From: rav@goanna.cs.rmit.edu.au (++ robin)
Subject: Re: Ariane 5 - not an exception?
Date: 1996/08/13
Date: 1996-08-13T00:00:00+00:00 [thread overview]
Message-ID: <4up6jg$h3e@goanna.cs.rmit.edu.au> (raw)
In-Reply-To: 32065615.77C7@sanders.lockheed.com
g1006@fs1.mar.lmco.com (Francis Lipski) writes:
>In article <32065615.77C7@sanders.lockheed.com>, you write:
>> ++ robin wrote:
>> > Steve O'Neill <smoneill@sanders.lockheed.com> writes:
>> > >I disagree completely! The language was not the
>> > >problem the design decisions in how the language
>> > >was used were.
>> >
>> > ---The choice of language is indeed very relevant.

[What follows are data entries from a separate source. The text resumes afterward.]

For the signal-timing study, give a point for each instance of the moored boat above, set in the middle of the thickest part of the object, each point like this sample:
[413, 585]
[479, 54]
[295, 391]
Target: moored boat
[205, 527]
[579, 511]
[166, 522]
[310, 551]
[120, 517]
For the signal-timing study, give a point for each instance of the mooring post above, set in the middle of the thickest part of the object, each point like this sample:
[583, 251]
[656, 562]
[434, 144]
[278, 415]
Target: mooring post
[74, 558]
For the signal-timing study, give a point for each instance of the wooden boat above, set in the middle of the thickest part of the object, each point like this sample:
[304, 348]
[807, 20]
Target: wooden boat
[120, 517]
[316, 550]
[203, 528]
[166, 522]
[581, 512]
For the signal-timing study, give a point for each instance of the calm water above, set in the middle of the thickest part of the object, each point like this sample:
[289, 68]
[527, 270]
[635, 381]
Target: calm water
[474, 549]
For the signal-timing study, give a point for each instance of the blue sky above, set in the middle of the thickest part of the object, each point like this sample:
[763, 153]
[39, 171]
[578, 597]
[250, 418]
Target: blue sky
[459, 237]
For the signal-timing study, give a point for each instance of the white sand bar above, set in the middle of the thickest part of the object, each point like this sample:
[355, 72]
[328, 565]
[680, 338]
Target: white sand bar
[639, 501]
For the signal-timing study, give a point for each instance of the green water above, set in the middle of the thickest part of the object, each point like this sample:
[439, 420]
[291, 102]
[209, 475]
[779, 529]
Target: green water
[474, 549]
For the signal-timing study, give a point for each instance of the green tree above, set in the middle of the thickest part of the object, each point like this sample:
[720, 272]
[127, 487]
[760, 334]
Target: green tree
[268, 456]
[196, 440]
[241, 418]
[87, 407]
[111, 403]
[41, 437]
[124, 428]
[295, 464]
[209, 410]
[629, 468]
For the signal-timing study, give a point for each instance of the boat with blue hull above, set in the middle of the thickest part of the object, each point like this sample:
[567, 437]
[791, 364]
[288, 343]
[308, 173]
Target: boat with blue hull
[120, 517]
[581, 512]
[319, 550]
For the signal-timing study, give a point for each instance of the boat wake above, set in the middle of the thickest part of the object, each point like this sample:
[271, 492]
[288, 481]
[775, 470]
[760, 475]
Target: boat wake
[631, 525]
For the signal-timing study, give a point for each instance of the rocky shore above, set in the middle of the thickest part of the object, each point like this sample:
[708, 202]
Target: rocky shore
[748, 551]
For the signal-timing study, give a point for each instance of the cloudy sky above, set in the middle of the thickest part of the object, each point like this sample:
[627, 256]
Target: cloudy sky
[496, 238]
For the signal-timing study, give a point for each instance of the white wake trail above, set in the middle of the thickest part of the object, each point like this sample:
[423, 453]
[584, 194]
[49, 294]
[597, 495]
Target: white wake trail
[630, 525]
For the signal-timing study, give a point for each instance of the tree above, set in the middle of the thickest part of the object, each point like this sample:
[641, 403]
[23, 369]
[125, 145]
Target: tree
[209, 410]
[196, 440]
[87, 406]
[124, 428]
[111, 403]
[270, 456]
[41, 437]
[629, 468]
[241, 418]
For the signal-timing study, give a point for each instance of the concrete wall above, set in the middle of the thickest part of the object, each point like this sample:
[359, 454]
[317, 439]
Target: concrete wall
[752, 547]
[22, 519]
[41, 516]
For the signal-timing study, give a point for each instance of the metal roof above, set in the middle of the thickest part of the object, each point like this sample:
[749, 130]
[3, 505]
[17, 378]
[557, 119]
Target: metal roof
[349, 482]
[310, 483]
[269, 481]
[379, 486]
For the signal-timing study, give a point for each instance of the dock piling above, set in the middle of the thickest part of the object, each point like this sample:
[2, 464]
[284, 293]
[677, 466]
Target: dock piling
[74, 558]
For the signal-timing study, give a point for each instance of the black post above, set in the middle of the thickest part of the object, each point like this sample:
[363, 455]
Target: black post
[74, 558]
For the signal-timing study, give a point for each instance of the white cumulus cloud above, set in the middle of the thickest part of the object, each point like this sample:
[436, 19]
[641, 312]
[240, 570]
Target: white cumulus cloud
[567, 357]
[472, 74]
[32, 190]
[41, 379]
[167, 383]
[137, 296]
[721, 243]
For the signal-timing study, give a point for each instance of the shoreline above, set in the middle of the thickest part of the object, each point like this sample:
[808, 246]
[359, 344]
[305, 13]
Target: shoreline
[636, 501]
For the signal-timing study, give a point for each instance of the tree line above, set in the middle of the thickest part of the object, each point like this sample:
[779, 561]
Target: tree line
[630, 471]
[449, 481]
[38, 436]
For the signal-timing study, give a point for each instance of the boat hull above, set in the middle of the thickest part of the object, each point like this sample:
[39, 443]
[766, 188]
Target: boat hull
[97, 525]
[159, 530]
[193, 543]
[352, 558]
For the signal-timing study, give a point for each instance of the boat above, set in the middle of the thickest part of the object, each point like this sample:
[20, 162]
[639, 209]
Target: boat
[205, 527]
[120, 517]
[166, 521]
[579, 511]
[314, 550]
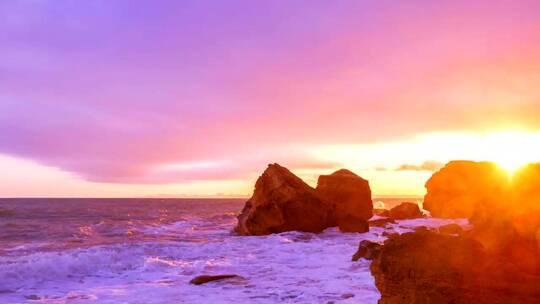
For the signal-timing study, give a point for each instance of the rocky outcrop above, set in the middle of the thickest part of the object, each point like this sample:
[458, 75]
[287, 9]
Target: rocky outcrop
[349, 195]
[199, 280]
[427, 267]
[461, 188]
[381, 212]
[367, 250]
[504, 211]
[405, 210]
[283, 202]
[451, 229]
[351, 223]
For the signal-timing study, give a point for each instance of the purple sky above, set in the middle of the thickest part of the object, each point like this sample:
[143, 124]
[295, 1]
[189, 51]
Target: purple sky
[112, 90]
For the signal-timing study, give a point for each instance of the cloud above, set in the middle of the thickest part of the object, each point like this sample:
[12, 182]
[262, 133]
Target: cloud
[425, 166]
[112, 94]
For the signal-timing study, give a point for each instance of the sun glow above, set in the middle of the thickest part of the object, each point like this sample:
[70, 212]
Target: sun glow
[513, 150]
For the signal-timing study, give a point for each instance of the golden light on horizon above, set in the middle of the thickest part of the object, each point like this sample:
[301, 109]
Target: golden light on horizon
[511, 149]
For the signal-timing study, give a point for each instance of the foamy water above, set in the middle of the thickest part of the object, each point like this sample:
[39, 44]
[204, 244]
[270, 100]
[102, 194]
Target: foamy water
[155, 260]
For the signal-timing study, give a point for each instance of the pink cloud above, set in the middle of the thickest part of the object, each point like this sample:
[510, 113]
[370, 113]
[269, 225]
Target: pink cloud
[111, 96]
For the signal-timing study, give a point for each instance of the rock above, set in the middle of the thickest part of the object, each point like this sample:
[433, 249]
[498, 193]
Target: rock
[405, 210]
[504, 211]
[347, 295]
[427, 267]
[451, 229]
[381, 212]
[367, 249]
[283, 202]
[382, 222]
[199, 280]
[461, 188]
[353, 224]
[348, 193]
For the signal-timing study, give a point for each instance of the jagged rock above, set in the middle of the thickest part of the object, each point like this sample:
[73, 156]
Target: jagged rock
[349, 194]
[367, 249]
[461, 188]
[352, 224]
[381, 212]
[283, 202]
[451, 229]
[405, 210]
[504, 211]
[427, 267]
[199, 280]
[381, 222]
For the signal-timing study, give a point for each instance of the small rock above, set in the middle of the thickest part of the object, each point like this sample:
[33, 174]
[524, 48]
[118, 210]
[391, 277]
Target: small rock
[381, 222]
[367, 249]
[347, 295]
[210, 278]
[451, 229]
[353, 224]
[405, 210]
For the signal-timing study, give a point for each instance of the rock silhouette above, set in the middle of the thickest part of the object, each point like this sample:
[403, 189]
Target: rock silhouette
[348, 193]
[427, 267]
[199, 280]
[461, 187]
[283, 202]
[498, 261]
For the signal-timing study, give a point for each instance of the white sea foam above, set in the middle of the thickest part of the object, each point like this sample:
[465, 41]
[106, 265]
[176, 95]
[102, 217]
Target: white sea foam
[290, 267]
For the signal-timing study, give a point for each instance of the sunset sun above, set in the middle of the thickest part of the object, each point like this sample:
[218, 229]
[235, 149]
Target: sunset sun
[207, 151]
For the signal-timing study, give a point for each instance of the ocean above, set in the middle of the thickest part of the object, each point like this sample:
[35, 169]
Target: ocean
[147, 251]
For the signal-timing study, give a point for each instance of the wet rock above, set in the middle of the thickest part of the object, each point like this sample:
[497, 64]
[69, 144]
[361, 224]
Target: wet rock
[199, 280]
[367, 249]
[382, 222]
[451, 229]
[381, 212]
[349, 194]
[283, 202]
[428, 267]
[405, 210]
[353, 224]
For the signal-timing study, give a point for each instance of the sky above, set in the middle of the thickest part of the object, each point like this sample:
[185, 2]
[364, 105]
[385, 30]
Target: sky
[195, 98]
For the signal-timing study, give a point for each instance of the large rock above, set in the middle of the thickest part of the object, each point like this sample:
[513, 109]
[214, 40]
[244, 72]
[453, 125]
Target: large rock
[504, 210]
[349, 194]
[426, 267]
[462, 187]
[283, 202]
[405, 210]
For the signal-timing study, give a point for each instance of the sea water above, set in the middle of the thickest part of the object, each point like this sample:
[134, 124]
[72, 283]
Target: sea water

>> > What I wrote in an earlier posting on this topic is highly
>> > apt:
>> >
>> > "A PL/I programmer
>> > experienced with real time systems, would have CHALLENGED
>> > such a stupid requirement that the computer be shut down by the
>> > error-handler in the event of a fixed-point overflow. He would
>> > have had it changed.
> Not always possible. If you are in the minority and are unsuccessful
>to argue others to your point, what do you do?
---Don't be absurd. The checks WERE included in all but 3
of the type conversions in the vicinity of the conversion
that blew up.
> As a previous message in this thread had stated, what
>should someone do? Say to hell with the requirements,
>I'm going to code what I think is correct.
---The requirements were that any kind of interrupt was
going to be handled by the interrupt handler (which would
then shut doen the computer).
A *real* real-time PL/I programmer would have included
a test to make certain that the interrupt could not occur.
That was NOT going against the specifications.
But, as I wrote in a previous post, a belt-and-braces
approach should have been taken, viz, to include an
error handler for fixed-point overflow, as an interrupt
was to be taken as SUDDEN DEATH for the project.
This is where a PL/I programmer would have had the
specification changed.
>> > "I'd go further to say that no experienced PL/I programmer
>> > would have shut down the system as a result of a fixed-point
>> > overflow.
>> Substitute Ada (or C or FORTRAN or Assembly) for
>> PL/I here and you see my point.
---Neither C nor Fortran have error-handling.
Ada *was* used, and look what happened.
Hence the suggestion that PL/I expertise on the
project would have been advantage. You see,
real-time programming in PL/I has been part of the scene
since 1966!
>> It's not the language that makes the developer challange the
>> ridiculous requirement to shut down it is the developer "experienced with
>> real-time systems". Just because I am programming in PL/I doesn't mean I
>> am magically a better real-time developer. As a real-time designer
>> concerned with the system-wide aspects of completely shutting down any
>> sensor I would question this approach regardless of the language in use.
>> This has nothing to do with the fact that much of my experience is with
>> Ada.
>> The (flawed) reasoning for why certain conversions were not protected was
>> also covered in the report. Invalid assumptions were made
---Yes; it was assumed that the value would not overflow
but it did!. They have forgotten Murphy's Law:
"If anything can go wrong, it will". And Robert's
Law: "Even if it *can't* go wrong, it will".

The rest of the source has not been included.